Dr. Martin Luther King Jr. projected onto Washington Square Arch 50 years after assassination

For the 50th anniversary of Dr. Martin Luther King Jr.'s
For the 50th anniversary of Dr. Martin Luther King Jr.’s “I’ve Been to the Mountaintop” speech, the city projected images of Dr. King onto the Washington Square Arch. Photo Credit: Anthony Lanzilote

Dr. Martin Luther King Jr.’s voice echoed throughout Washington Square Park Tuesday evening, delivering his “I’ve Been to the Mountaintop” sermon.

Mayor Bill de Blasio and first lady Chirlane McCray hosted the event, in which King’s image was projected on both sides of the arch, to honor the speech’s 50th anniversary.

It was delivered April 3, 1968, the day before Dr. King was assassinated at the Lorraine Motel in Memphis.
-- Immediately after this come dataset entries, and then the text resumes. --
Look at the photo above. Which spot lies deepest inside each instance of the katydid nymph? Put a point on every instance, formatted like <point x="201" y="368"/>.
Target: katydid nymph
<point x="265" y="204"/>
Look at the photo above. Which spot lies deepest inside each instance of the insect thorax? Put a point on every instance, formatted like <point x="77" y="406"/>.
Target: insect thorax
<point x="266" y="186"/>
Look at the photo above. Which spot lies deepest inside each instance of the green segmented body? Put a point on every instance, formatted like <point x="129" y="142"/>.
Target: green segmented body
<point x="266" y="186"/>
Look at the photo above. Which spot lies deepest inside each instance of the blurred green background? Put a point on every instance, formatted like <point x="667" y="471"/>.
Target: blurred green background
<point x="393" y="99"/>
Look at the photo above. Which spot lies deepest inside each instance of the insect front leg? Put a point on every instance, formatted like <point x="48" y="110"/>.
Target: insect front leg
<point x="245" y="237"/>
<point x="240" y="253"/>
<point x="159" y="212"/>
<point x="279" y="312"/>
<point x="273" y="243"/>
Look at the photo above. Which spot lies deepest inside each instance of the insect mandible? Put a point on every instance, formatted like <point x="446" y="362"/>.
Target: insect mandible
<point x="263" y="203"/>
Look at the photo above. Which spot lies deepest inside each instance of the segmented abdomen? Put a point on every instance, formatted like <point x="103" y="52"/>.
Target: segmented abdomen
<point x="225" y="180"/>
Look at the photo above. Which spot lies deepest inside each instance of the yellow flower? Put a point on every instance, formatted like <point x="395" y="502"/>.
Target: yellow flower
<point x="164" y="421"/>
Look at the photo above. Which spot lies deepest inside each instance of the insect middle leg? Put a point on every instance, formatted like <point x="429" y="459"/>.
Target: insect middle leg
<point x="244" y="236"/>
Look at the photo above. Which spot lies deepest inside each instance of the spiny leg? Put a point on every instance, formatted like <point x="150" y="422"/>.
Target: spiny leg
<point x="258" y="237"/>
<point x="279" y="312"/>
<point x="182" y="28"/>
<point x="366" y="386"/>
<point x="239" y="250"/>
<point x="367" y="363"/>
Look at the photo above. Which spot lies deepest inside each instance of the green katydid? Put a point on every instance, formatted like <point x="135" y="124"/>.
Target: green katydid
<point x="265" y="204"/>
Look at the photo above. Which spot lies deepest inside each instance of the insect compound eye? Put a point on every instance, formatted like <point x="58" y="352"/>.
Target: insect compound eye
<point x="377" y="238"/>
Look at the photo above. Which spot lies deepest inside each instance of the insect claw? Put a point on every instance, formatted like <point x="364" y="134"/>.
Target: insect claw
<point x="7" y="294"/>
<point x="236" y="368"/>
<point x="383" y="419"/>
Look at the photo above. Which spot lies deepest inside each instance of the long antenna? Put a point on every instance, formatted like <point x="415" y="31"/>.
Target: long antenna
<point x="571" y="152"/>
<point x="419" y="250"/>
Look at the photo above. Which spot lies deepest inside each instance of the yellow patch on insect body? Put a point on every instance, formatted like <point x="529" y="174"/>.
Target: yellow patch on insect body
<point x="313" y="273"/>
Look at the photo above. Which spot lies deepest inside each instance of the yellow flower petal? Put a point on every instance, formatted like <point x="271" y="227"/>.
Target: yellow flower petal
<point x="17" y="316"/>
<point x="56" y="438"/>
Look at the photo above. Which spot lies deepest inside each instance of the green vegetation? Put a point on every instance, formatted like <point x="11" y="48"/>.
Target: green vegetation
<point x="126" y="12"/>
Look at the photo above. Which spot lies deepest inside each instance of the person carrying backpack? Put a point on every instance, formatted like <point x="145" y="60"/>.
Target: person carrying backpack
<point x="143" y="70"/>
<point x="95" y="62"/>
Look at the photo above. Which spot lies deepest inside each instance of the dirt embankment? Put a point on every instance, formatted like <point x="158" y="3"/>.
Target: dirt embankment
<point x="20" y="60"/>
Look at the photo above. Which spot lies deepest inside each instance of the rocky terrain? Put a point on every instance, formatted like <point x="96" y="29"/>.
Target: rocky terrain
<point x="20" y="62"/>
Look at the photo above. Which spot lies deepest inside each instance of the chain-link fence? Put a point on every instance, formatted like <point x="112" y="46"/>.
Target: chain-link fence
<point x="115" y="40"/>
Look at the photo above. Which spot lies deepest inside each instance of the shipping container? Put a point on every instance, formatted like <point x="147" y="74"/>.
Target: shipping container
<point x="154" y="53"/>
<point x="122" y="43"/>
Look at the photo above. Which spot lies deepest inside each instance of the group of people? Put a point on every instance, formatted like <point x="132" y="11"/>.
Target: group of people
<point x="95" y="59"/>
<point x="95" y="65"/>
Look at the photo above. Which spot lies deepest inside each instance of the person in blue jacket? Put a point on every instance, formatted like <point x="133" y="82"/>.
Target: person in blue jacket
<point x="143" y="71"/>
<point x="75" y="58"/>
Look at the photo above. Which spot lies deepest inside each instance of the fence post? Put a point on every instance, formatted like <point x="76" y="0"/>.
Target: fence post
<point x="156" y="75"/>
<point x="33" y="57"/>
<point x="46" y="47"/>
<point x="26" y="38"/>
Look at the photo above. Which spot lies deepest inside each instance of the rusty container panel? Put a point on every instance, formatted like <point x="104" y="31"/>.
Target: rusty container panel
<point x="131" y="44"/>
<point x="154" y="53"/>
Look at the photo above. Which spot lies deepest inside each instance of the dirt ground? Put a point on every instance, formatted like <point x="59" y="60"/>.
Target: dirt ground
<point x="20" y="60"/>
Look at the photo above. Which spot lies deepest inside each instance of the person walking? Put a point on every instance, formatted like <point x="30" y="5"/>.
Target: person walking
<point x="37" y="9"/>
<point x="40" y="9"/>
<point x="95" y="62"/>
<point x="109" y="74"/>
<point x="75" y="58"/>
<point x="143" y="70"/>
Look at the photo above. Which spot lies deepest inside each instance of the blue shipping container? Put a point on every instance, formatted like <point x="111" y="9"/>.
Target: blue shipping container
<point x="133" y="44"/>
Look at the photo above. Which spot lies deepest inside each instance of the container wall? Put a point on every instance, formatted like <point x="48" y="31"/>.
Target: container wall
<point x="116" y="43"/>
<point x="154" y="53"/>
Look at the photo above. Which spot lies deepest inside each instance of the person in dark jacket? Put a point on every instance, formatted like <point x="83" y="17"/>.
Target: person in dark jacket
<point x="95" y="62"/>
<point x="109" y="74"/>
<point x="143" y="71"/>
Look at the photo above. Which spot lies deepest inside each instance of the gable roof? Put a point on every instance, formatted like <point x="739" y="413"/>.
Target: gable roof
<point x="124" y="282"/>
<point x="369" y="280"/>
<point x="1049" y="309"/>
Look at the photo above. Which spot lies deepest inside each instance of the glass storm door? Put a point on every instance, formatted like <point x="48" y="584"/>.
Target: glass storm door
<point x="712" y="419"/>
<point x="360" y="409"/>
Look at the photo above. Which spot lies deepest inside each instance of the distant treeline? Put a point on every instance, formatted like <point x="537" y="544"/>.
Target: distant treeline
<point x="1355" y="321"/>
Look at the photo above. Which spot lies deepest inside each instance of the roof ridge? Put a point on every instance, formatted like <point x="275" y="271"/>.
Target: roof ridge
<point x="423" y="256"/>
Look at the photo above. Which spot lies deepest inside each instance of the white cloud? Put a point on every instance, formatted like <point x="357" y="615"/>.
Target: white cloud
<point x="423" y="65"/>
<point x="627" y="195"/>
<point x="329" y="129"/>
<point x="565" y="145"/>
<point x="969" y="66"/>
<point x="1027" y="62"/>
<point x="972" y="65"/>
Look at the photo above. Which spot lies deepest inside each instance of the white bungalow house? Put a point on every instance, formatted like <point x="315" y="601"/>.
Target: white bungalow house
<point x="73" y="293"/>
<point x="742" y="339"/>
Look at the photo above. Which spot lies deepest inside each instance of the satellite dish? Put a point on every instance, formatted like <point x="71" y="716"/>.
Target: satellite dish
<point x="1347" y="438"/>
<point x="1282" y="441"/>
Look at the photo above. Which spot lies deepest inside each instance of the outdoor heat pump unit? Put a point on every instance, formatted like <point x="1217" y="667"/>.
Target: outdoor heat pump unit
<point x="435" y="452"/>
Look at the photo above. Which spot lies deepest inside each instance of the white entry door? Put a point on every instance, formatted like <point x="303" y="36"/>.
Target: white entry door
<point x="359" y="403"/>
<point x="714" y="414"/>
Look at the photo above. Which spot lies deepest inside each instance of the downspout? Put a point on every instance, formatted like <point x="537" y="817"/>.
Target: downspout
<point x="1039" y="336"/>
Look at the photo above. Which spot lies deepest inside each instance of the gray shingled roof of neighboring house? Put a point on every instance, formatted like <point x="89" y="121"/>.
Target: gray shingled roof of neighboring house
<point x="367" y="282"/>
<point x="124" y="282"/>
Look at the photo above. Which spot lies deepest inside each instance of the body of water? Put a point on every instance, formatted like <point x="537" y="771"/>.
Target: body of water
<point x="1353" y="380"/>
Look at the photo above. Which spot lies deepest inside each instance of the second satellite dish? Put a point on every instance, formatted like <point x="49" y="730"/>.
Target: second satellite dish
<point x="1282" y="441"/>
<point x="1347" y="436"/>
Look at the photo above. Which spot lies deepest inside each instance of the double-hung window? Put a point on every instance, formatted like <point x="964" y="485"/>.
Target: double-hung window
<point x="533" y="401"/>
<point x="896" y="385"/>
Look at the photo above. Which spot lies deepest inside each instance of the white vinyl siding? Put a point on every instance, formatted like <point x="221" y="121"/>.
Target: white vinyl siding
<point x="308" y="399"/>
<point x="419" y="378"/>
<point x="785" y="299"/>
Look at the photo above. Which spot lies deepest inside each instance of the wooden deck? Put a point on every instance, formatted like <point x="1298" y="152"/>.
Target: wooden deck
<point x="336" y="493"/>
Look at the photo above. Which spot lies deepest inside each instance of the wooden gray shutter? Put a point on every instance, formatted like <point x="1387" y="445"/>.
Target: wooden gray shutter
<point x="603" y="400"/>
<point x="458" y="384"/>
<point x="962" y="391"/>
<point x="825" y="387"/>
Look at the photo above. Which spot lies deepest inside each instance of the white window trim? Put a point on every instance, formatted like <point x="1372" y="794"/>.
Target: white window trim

“Fifty years ago today, he wrote a speech which defined his life’s journey,” de Blasio said in his introductory remarks.

King had traveled to Memphis to support African-American sanitation workers in their fight for higher wages.

The speech focuses on themes of economic justice and ends with a famous meditation on his own mortality.

King was in the middle of planning the Poor People’s March, a political campaign against economic disparity that ended with a march on Washington, D.C., later that year.

De Blasio arrived wearing a green New York City sanitation jacket.

“He believed the fight for economic justice was synonymous with the fight for civil rights,” the mayor said.

After some brief remarks de Blasio stepped aside to let McCray speak.

It was misting after a rainy day. “Let it rain,” McCray said. “Because we are the fire that no water can put out.”